Brave: an unspectacular fantasy

Brave, at its best, is a fairly enjoyable film with great visuals. It's something we've all come to expect from Pixar, but one thing this film lacks is what Pixar used to be best at: the story. There's no interesting spin on the Disney fairytale, other than the fact that the princess doesn't marry a prince at the end. For the longest time, Pixar had a great run telling these very imaginative stories in these worlds that you felt could go anywhere and do anything. Brave stuck too closely to a specific formula, it went to places you pretty much expected it to go, and at the end, it wasn't all that fun to watch. Pleasant? Enjoyable? Here and there. But the lack of imagination was all too abundant.

Princess Merida is a young red-headed Scottish princess; her father King Fergus, pretty much lets her do whatever she wants; her mother Queen Elinor, tries to teach her how to act like a princess much to Merida's chagrin. As a child, her father protected her from an angry bear which took his leg while he fought it off. Now, in her teens, she is to be betrothed to the first son of one of King Fergus's allied clans. This is news that Merida isn't too happy with.

She's so unhappy about it, in fact, that when she escapes during the Highland Games (where the suitors compete for her hand) she comes across a witch who agrees to give Merida a spell, intended for her mother, that would "change her fate." Of course, once she gives her mother the spell, things do not go as planned... and then her mother turns into a bear.

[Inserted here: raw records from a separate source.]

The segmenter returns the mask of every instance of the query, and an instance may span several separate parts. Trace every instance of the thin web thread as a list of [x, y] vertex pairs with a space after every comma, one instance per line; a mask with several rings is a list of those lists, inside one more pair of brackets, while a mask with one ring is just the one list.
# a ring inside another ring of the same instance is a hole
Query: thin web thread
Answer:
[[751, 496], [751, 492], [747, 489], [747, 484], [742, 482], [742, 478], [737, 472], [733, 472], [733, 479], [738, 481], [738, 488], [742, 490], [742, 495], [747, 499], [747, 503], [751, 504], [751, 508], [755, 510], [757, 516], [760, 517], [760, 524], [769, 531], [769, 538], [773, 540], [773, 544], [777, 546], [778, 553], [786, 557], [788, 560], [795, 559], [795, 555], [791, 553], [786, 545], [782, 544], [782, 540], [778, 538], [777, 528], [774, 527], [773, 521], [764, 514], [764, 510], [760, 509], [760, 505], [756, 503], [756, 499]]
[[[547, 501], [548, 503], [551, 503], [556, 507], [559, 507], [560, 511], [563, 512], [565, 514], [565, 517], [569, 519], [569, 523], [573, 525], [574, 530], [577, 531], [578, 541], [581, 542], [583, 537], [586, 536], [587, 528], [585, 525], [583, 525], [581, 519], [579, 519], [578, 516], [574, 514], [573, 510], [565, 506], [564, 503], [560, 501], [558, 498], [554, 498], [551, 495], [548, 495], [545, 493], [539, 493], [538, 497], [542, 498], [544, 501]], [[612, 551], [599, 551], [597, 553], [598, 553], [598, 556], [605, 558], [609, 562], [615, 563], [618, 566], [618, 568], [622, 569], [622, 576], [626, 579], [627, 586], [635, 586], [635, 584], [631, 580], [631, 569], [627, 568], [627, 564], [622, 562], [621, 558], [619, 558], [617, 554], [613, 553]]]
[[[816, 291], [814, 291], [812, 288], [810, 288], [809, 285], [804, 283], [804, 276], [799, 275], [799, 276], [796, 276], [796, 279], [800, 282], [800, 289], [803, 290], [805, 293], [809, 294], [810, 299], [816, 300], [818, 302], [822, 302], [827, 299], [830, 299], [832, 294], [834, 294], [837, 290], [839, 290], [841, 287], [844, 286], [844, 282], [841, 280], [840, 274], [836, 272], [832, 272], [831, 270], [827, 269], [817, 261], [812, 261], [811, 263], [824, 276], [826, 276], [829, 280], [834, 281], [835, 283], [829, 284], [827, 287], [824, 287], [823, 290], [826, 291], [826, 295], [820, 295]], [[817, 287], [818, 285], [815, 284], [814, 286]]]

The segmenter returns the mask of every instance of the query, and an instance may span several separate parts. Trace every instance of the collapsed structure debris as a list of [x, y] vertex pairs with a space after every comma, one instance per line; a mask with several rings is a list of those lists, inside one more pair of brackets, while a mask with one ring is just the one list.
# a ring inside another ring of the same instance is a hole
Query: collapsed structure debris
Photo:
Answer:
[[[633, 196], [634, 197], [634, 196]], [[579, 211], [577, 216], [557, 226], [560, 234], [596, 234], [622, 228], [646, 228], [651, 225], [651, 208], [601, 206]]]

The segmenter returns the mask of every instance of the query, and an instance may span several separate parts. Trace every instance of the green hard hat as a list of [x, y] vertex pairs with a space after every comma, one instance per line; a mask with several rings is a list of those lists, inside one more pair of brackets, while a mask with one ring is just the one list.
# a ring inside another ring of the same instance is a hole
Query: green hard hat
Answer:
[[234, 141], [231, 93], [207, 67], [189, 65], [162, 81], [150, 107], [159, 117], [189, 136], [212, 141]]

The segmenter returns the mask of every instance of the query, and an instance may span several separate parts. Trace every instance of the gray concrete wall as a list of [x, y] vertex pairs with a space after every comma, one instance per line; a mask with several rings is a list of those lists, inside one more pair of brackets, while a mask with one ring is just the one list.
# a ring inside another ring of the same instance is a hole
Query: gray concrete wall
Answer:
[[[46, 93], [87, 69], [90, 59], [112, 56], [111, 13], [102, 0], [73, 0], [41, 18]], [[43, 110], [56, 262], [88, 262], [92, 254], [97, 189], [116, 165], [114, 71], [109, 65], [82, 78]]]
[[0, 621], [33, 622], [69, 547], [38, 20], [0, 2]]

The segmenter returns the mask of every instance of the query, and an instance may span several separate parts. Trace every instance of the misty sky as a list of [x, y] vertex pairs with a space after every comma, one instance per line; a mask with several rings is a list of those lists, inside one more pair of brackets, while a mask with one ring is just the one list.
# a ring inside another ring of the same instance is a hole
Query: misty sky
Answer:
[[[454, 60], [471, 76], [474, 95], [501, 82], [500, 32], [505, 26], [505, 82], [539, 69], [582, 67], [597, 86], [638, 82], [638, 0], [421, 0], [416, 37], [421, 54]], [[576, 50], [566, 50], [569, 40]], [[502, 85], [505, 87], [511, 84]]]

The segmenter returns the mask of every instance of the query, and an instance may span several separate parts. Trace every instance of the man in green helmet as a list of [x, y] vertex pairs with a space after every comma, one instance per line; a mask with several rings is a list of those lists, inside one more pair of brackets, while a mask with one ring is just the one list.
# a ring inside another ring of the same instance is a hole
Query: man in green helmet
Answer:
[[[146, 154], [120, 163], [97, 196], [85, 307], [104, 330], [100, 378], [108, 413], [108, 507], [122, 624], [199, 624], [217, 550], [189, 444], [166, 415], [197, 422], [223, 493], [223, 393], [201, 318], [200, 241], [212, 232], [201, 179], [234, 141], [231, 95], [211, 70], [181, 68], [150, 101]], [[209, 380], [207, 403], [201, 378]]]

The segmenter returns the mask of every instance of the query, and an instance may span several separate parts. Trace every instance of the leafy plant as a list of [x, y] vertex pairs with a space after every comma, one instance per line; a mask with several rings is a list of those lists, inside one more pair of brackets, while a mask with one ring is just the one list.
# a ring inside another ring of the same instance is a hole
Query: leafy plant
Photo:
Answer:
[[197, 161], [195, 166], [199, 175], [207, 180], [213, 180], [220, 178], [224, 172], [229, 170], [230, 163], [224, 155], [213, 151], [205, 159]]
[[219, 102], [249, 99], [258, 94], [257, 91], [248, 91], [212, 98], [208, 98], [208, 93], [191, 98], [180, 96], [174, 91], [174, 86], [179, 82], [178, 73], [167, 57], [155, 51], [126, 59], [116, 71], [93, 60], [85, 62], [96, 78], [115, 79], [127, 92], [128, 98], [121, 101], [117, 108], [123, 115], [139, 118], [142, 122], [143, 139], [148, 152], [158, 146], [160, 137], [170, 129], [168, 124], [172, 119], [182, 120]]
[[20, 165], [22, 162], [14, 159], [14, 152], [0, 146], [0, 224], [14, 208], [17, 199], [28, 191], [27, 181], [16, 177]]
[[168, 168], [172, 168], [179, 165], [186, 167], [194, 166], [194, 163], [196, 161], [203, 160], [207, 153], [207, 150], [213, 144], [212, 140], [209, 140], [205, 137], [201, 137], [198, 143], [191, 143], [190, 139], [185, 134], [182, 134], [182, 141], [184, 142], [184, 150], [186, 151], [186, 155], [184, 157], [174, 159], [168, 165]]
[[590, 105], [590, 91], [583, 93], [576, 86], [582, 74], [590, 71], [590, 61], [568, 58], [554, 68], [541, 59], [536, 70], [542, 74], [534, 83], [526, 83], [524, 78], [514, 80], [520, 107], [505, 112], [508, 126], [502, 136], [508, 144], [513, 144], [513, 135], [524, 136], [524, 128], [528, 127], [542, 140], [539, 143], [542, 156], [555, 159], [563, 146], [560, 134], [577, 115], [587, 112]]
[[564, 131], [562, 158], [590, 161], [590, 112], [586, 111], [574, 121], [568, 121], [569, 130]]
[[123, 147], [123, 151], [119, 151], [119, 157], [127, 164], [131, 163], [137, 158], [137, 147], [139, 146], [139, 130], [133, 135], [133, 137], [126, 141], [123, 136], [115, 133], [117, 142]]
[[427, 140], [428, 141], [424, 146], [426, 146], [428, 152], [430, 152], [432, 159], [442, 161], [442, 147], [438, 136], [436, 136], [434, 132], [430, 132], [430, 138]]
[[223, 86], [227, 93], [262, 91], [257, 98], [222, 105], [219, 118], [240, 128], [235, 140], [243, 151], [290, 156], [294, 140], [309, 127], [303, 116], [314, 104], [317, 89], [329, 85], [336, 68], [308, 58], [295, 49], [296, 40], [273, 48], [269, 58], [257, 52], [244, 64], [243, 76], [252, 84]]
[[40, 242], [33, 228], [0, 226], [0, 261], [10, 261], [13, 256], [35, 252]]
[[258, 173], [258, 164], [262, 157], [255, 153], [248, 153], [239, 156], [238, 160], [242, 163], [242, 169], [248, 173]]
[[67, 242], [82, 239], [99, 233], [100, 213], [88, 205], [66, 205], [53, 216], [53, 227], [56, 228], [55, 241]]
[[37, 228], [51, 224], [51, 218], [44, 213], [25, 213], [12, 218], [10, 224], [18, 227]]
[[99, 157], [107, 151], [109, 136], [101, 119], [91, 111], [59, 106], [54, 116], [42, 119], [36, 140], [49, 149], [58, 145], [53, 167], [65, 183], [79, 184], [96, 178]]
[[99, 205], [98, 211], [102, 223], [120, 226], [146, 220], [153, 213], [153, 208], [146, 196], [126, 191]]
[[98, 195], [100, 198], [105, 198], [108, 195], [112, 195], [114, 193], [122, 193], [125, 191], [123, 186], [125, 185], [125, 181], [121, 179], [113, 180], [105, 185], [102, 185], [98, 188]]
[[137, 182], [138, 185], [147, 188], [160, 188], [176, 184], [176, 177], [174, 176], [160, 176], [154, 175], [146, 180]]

To me, it's as if the writers were running out of the ideas right about this time, wondering what they should do once the Queen takes the spell. And now obviously we're gonna spend time watching Merida and her mother try to cope as Merida has to explain that she MADE her mother turn into a fucking bear. Even though Elinor, at the end, changes back from being a bear (through a series of circumstances, you know how it goes), I would imagine it's not easy to forgive your daughter after something like that. After all, you've given her everything she could possibly need as a child.

The main problem with Brave is that the story just doesn't give Merida enough justification to poison her mother, turning her into a bear. Unless you're a child, it's kinda hard to feel too sorry for Princess Merida. Having to eventually marry a potential suitor kinda sucks, but later in the movie, it didn't take much for her to eventually convince the allied clans to nix that tradition altogether. There just wasn't enough to this fairytale story. This doesn't mean "Brave" is a bad movie, it's just a hugely disappointing one. It goes from point A to point B without ever really giving a good enough reason to go to point B. It's entirely too simplistic, especially for a Pixar movie.

Brave has some humorous moments and, as I said before, it's a pleasant watch, but its enjoyable moments came from little jokes and nice little visual touches. The movie had the promise to be a fate-changing fairytale movie, all we wound up with was a couple of one-dimensional characters turning into bears and the bitch that made it all happen.